Mailand ist die Modemetropole Italiens, Europas, der nördlichen Hemisphäre, des Planeten. Steigt man in Varese in den Nahverkehrszug, fällt auf, dass in jedem Kaff nur auf das äußerste aufgebrezelte Menschen zusteigen. Man soll ja um Gottes Willen nicht auf die Idee kommen, irgendjemand käme aus der Provinz. Nirgendwo sonst, selbst in Paris nicht, sieht man so viele schöne Frauen in extravaganten Outfits, so viele gutaussehende Männer in Maßanzügen, die perfekt jeden Vorzug betonen und jedes Manko kaschieren. Nebenbei bemerkt: Dieser Ausdruck hat seinen Ursprung in der Landessprache, denn „manco“ heißt ungefähr„ich fehle“.
Nicht nur auf den Catwalks flanieren in Milano die Models, in diesem Freigehege der Alta Moda laufen sie auch ganz offen auf der Straße herum. In den an schönen Motiven so reichen Gässchen und den grandiosen Boulevards stolpert man oft über Fotoshootings, und lange, dünne Mädchen mit ausdrucklosen Kindergesichtern wimmeln überall herum.
Gern würde man dem „lang und dünn“ auch ein „schön“ hinzufügen, aber das scheint nicht mehr obligatorisch zu sein. In einer zehnseitigen Fotostrecke der Modezeitschrift „Gioia“ (sprich: dschoja) posiert in schweineteuren, ausschließlich feuerroten Designerklamotten ein Mädchen, das nur durch einen abstrusen Zufall in die Modeszene gestolpert sein kann. Wahrscheinlich hat das Team eine Stunde vergeblich auf das gebuchte Model gewartet und dann den kühnen Entschluss gefasst: Scheiß drauf, nehmen wir einfach die Putzfrau! Anders kann ich mir nämlich beim besten Willen die großen, roten, aus der dünnen Frisur ragenden Ohren, den Silberblick und die völlige Unfähigkeit, attraktiv zu posieren, nicht erklären.
In einem der zahlreichen Mailänder Edelfriseursalons wirbt man hingegen noch mit einem „Iconic shot“ der Achtziger von Peter Lindbergh. Naomi Campbell, Tatjana Patitz, Elle McPherson, Cindy Crawford und andere Supermodels, splitternackt und auf das dekorativste miteinander verknotet, jede Frau für sich einzigartig schön. Was ist inzwischen passiert? Feiert man den neuen Reiz der Reizlosigkeit? Vielleicht möchte man, dem Zeitgeist entsprechend, niemanden mehr von gar nichts ausgrenzen, Personen mit Tourette-Syndrom nicht vom Beruf des Traumatherapeuten, Legastheniker nicht von der Tätigkeit als Gymnasiallehrer und segelohrige Trümmergurken nicht von einem Job als Topmodel?

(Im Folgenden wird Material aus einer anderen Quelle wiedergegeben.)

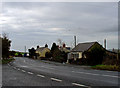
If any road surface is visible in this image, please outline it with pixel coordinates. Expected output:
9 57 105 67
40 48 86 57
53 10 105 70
2 57 120 88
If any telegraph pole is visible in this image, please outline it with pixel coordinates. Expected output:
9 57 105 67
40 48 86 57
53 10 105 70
104 39 106 49
74 36 76 47
25 46 26 53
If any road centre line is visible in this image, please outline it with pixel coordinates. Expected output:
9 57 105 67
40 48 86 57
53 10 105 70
17 68 20 71
72 83 90 88
28 72 33 75
37 74 45 78
72 71 119 78
13 67 16 69
102 75 119 78
22 70 26 72
50 78 62 82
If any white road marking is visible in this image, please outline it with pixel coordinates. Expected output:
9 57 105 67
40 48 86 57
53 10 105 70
28 72 33 75
50 78 62 82
72 83 88 87
14 67 16 69
37 74 45 78
20 66 28 67
22 70 26 72
41 66 55 69
102 75 118 78
107 71 113 72
72 71 119 78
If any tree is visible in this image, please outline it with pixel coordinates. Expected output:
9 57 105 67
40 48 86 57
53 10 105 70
85 44 105 65
51 43 57 53
28 48 36 58
45 44 48 47
2 33 11 59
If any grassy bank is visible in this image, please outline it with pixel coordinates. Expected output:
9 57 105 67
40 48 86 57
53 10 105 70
92 65 119 71
0 58 15 64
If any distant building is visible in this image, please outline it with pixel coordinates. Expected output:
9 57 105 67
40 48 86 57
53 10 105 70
59 44 70 53
36 47 50 59
68 42 103 60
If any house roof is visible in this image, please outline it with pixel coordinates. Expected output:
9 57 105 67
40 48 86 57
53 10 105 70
72 42 96 52
36 47 47 51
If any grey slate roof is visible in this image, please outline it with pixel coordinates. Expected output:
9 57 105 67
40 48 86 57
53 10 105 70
72 42 96 52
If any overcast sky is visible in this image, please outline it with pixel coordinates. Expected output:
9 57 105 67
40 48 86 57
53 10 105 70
0 2 118 51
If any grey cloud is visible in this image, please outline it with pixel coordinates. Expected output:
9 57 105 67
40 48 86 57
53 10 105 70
2 2 118 51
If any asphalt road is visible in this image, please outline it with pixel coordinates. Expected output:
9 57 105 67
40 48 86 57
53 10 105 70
2 57 120 88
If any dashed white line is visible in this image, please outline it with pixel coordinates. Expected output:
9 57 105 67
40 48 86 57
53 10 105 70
72 83 88 87
50 78 62 82
37 74 45 78
102 75 118 78
17 68 20 71
14 67 16 69
28 72 33 75
22 70 26 72
72 71 119 78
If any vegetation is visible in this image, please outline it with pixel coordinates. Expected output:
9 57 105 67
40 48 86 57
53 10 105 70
92 65 120 71
85 43 105 65
51 43 67 63
28 48 36 58
0 58 15 64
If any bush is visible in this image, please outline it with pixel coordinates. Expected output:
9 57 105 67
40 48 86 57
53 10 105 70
84 43 105 65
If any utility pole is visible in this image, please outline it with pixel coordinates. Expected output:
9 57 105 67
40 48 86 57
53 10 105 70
25 46 26 53
74 36 76 47
104 39 106 49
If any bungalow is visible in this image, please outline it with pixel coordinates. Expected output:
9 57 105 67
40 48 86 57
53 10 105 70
36 47 50 59
67 42 101 62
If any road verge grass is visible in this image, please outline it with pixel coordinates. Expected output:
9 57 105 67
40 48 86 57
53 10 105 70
91 65 119 71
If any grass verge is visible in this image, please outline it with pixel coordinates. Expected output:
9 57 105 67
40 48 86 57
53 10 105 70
0 58 15 64
91 65 119 71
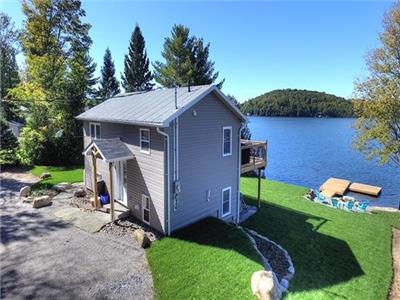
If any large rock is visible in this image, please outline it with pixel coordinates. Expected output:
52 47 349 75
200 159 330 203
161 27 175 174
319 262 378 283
52 182 72 193
19 185 31 198
251 271 280 300
74 189 86 198
40 172 51 179
32 196 51 208
133 229 151 248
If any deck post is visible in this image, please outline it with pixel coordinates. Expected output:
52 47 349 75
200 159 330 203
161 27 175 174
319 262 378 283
92 149 99 208
108 162 115 222
257 169 261 209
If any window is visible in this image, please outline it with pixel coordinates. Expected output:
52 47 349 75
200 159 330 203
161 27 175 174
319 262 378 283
222 126 232 156
89 123 100 140
222 187 231 217
142 195 150 224
140 128 150 154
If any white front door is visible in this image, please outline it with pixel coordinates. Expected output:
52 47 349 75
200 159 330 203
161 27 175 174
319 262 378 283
115 161 128 205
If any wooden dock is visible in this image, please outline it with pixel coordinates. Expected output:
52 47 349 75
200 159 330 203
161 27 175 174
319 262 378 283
320 177 351 197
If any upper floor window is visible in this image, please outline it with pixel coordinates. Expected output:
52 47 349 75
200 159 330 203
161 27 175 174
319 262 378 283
89 123 101 140
140 128 150 154
222 126 232 156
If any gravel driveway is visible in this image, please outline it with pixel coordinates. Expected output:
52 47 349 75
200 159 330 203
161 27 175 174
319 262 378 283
0 170 153 299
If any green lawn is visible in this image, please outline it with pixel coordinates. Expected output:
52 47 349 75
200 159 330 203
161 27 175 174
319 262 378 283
31 166 83 189
147 178 400 300
147 218 263 299
242 178 400 299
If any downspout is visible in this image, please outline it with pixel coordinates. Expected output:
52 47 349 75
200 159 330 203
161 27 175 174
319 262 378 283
156 127 171 235
236 123 245 224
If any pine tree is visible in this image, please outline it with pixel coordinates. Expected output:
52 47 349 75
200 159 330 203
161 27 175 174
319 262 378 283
154 25 223 87
97 48 120 99
354 1 400 167
122 25 154 92
227 95 251 140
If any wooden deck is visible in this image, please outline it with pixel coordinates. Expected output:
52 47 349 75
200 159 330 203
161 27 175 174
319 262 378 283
349 182 382 197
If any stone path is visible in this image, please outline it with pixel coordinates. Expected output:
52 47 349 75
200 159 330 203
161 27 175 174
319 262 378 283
0 168 153 299
389 228 400 300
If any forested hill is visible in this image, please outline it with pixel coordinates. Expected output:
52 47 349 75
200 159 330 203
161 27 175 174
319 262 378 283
240 89 354 117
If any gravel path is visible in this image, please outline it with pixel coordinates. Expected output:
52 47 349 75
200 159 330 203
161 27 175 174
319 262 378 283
0 169 153 299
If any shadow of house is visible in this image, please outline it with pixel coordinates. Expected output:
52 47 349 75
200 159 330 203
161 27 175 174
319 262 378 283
244 197 364 297
172 198 364 298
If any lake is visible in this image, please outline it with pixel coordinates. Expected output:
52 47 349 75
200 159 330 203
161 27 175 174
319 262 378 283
249 117 400 208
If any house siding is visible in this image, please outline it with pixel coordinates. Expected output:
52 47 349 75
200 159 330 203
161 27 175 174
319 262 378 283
166 93 241 231
83 121 165 232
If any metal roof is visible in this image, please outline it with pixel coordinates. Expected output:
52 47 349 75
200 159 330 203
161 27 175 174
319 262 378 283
77 85 246 127
83 138 135 162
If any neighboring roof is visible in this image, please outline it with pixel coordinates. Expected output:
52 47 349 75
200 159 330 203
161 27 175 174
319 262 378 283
83 138 135 162
77 85 246 127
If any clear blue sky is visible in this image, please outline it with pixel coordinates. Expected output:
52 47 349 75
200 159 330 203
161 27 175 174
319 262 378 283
0 0 391 101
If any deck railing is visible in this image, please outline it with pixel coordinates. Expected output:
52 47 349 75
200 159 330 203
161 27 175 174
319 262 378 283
240 140 268 174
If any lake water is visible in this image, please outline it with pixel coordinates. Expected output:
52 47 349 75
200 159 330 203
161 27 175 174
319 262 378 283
249 117 400 208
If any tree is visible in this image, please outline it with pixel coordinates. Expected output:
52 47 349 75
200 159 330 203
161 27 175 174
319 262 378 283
0 12 20 121
154 25 223 87
10 0 96 164
227 95 251 140
97 48 121 99
122 24 154 92
354 2 400 166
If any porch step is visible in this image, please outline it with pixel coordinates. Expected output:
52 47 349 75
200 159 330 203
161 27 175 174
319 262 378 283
102 202 130 219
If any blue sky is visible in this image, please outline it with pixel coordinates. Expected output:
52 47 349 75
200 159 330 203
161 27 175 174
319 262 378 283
0 0 391 101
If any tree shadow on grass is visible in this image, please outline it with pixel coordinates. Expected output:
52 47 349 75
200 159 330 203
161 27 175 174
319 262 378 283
173 199 364 298
244 197 364 298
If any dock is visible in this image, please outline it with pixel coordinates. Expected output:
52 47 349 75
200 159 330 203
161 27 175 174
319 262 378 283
349 182 382 197
320 177 382 198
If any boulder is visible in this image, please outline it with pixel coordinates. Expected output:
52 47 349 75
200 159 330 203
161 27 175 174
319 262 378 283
74 189 86 198
51 182 72 193
19 186 31 198
133 229 151 248
251 271 280 300
32 196 51 208
40 172 51 179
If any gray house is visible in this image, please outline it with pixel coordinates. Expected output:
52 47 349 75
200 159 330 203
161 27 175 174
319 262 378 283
77 85 265 234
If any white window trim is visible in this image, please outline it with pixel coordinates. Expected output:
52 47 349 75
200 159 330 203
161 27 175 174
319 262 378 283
142 194 151 225
139 128 151 154
89 122 101 140
221 186 232 218
222 126 232 157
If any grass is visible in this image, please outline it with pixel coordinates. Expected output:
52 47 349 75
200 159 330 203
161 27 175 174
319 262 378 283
147 218 263 299
147 178 400 299
242 178 400 299
31 166 83 190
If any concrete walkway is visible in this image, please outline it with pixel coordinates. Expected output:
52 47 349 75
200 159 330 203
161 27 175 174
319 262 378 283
0 169 153 299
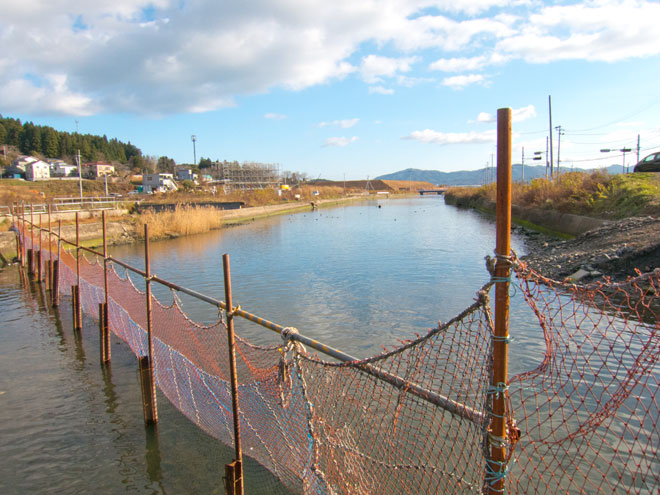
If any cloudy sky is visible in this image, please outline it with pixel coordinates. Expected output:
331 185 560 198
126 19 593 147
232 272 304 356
0 0 660 179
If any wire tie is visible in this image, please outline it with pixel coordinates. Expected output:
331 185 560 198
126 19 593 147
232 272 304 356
488 382 509 396
280 327 298 342
227 304 241 317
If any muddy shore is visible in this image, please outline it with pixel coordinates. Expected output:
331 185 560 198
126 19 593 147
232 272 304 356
522 217 660 283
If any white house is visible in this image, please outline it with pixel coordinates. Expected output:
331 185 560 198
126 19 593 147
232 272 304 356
25 160 50 180
142 174 178 193
50 160 78 177
176 167 197 181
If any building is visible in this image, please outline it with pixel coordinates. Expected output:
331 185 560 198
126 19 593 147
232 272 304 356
25 160 50 180
2 155 50 180
142 174 178 193
82 162 115 179
176 167 197 182
50 160 78 177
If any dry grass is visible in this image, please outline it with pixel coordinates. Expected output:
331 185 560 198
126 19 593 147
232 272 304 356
447 171 660 218
135 206 222 239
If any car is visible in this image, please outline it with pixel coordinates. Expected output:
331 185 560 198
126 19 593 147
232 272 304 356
633 152 660 172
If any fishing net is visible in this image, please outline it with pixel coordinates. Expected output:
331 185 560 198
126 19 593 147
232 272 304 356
16 226 660 495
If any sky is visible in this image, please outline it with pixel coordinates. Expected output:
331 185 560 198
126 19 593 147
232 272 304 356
0 0 660 180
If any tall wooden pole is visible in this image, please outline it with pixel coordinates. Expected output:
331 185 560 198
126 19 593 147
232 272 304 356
140 224 158 424
37 213 43 283
72 212 82 331
99 210 110 363
222 254 243 495
486 108 511 495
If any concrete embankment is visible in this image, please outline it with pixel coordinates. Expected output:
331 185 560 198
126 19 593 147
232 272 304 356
445 195 607 237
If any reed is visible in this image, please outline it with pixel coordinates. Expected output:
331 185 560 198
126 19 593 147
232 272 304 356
135 206 222 239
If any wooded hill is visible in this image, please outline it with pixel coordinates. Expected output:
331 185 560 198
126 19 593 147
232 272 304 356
0 115 142 165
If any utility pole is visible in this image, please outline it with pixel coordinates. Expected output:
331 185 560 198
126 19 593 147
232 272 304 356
555 125 564 175
548 95 554 178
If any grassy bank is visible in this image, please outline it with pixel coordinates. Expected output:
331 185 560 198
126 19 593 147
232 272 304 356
131 206 223 239
445 172 660 219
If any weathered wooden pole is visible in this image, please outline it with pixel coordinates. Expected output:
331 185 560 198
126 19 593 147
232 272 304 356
28 203 34 275
52 219 62 308
222 254 243 495
72 212 82 331
46 207 53 292
139 224 158 424
486 108 511 495
99 211 110 364
37 213 43 283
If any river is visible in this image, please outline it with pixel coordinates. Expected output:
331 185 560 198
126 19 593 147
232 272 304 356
0 196 542 494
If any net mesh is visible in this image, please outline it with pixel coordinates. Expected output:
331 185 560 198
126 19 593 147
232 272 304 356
16 226 660 494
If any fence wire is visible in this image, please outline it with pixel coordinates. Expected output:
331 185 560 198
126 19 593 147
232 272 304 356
16 228 660 495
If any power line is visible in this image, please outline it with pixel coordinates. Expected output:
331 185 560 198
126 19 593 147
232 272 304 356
568 94 660 133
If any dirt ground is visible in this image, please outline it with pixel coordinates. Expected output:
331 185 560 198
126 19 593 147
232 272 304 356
522 217 660 283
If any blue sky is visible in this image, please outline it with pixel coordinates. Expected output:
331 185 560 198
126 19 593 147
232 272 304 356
0 0 660 179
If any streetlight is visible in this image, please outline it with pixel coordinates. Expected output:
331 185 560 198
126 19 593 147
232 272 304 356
532 151 548 179
600 148 632 174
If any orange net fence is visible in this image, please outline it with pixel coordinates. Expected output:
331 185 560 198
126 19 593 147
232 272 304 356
16 227 660 495
507 263 660 494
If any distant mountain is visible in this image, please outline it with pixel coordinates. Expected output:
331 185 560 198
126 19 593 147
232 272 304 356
376 164 621 186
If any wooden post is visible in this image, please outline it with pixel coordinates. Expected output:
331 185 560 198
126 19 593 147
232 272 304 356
222 254 243 495
37 213 43 283
53 220 62 308
73 212 82 331
46 207 53 292
140 224 158 424
486 108 511 495
99 211 110 364
28 203 34 275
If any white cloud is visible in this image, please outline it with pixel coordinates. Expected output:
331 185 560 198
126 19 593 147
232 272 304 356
477 105 536 123
401 129 497 144
323 136 358 148
369 86 394 95
0 0 660 115
319 119 360 129
442 74 486 89
496 0 660 63
360 55 419 84
429 53 508 72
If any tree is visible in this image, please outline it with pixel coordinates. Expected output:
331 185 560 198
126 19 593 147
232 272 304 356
156 156 176 174
41 127 60 158
199 158 213 169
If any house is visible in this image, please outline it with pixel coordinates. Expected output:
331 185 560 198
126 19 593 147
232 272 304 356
142 174 178 193
25 160 50 180
2 155 50 180
82 162 115 179
49 160 78 177
176 167 197 182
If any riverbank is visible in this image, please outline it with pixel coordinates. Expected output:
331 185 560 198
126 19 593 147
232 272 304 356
0 196 373 261
445 174 660 283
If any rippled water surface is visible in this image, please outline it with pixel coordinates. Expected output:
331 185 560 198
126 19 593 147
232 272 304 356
0 197 542 494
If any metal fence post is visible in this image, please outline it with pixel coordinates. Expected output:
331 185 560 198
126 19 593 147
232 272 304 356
222 254 243 495
486 108 511 495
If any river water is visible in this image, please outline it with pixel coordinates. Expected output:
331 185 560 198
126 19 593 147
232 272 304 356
0 197 543 494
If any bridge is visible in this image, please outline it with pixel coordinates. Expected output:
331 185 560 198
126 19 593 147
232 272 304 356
419 187 447 196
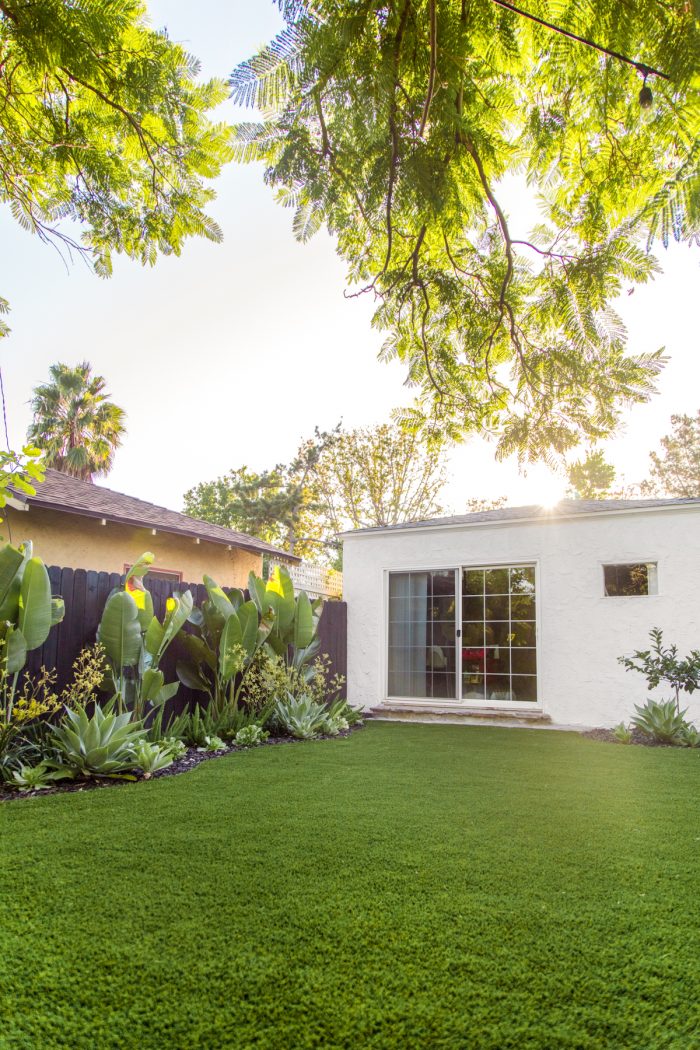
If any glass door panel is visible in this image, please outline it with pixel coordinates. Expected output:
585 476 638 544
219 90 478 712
387 569 457 700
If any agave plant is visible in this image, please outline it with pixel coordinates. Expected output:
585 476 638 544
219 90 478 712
133 739 179 774
632 700 686 743
233 722 270 748
275 692 327 740
50 704 146 777
98 551 192 719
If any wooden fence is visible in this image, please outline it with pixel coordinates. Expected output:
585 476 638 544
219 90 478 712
27 565 347 710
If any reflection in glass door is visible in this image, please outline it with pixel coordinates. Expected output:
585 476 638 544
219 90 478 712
462 565 537 704
387 569 457 700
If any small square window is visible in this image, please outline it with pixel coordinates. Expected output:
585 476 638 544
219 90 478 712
602 562 659 597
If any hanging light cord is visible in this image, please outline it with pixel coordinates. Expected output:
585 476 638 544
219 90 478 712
492 0 671 80
0 369 13 543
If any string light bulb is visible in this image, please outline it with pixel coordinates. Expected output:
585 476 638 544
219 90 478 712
639 69 654 109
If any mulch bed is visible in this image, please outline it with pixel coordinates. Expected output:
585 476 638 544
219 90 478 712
581 729 678 748
0 722 362 802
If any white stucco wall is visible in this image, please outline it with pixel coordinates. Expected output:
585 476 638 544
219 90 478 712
343 505 700 727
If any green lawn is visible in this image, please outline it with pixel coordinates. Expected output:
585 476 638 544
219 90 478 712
0 723 700 1050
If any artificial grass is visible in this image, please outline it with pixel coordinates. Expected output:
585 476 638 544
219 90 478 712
0 723 700 1050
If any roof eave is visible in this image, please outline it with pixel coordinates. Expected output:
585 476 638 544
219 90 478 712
24 496 301 563
338 500 700 540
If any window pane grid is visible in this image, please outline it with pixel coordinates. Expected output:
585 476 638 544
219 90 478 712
462 565 537 702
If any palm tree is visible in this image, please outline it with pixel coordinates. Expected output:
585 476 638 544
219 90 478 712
27 361 126 481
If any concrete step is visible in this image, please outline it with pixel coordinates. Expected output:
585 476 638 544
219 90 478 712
365 704 552 727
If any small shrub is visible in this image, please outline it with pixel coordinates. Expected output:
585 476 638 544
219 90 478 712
678 722 700 748
161 736 187 761
7 762 73 792
618 627 700 713
613 722 632 743
197 736 228 751
133 740 179 773
632 700 686 743
234 722 270 748
51 704 146 777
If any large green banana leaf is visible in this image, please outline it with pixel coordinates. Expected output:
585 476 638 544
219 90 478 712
181 634 217 671
218 613 243 683
124 550 155 586
4 625 27 674
204 575 236 620
144 616 165 656
17 558 51 650
157 591 193 659
125 580 153 632
175 659 211 693
248 572 268 614
241 602 259 659
141 668 165 704
266 565 295 637
98 591 141 672
293 591 314 649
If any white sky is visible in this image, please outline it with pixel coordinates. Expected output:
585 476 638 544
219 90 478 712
0 0 700 512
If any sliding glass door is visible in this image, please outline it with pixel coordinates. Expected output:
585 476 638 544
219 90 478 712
388 569 457 700
387 565 537 705
462 565 537 704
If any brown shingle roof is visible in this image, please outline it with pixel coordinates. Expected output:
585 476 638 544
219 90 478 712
340 498 700 538
17 469 300 562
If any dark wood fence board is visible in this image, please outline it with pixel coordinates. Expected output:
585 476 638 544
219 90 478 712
27 565 347 711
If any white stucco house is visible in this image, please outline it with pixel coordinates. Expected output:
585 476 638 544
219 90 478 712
342 499 700 727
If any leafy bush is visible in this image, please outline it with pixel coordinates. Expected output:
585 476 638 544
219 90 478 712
613 722 632 743
618 627 700 712
161 736 187 761
197 735 227 751
0 639 105 765
275 691 327 740
133 739 179 773
632 700 687 743
51 704 146 777
678 722 700 748
234 722 270 748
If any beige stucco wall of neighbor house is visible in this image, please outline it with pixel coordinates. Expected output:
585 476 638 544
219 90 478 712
343 505 700 727
3 507 262 587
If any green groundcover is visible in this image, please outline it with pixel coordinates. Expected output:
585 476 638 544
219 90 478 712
0 723 700 1050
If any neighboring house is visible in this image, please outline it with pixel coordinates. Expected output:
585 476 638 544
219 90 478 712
6 469 299 587
343 499 700 727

Ihr, die Ihr eintretet, lasst alle Hoffnung fahren
Da weidet man sich doch lieber am Anblick der japanischen, französischen und schwedischen Zuckerschnuten der Touristinnen, die Mailand mit Teetassengroßen Augen durchwimmeln; Augen, die stündlich größer werden. Aus gutem Grund, denn Boutiquen, Schuhgeschäfte und Parfümerien liegen hier dicht an dicht, das Angebot ist riesig und durchaus für jeden Geldbeutel zu haben.
Für die Glücklichen, bei denen Geld keine Rolle spielt, gibt es links des Mailänder Doms das Luxuskaufhaus „La Rinascente“. Lasciate ogni speranza, voi ch’entrate – das Motto von Dantes Höllentor scheint hier passend genug: Ihr, die Ihr eintretet, lasst alle Hoffnung fahren. Zum Sterben schöne, in der Regel beinahe unbezahlbare Prêt-a-porter-Mode. Die Damenwelt lässt gierige Finger schnurrend über Seide, Kaschmir und Wildleder gleiten, wie Fetischistinnen befummeln sie die Modelle der ganz großen Designer, von dem riesigen, bestens geschulten Verkäuferstab händeringend verfolgt.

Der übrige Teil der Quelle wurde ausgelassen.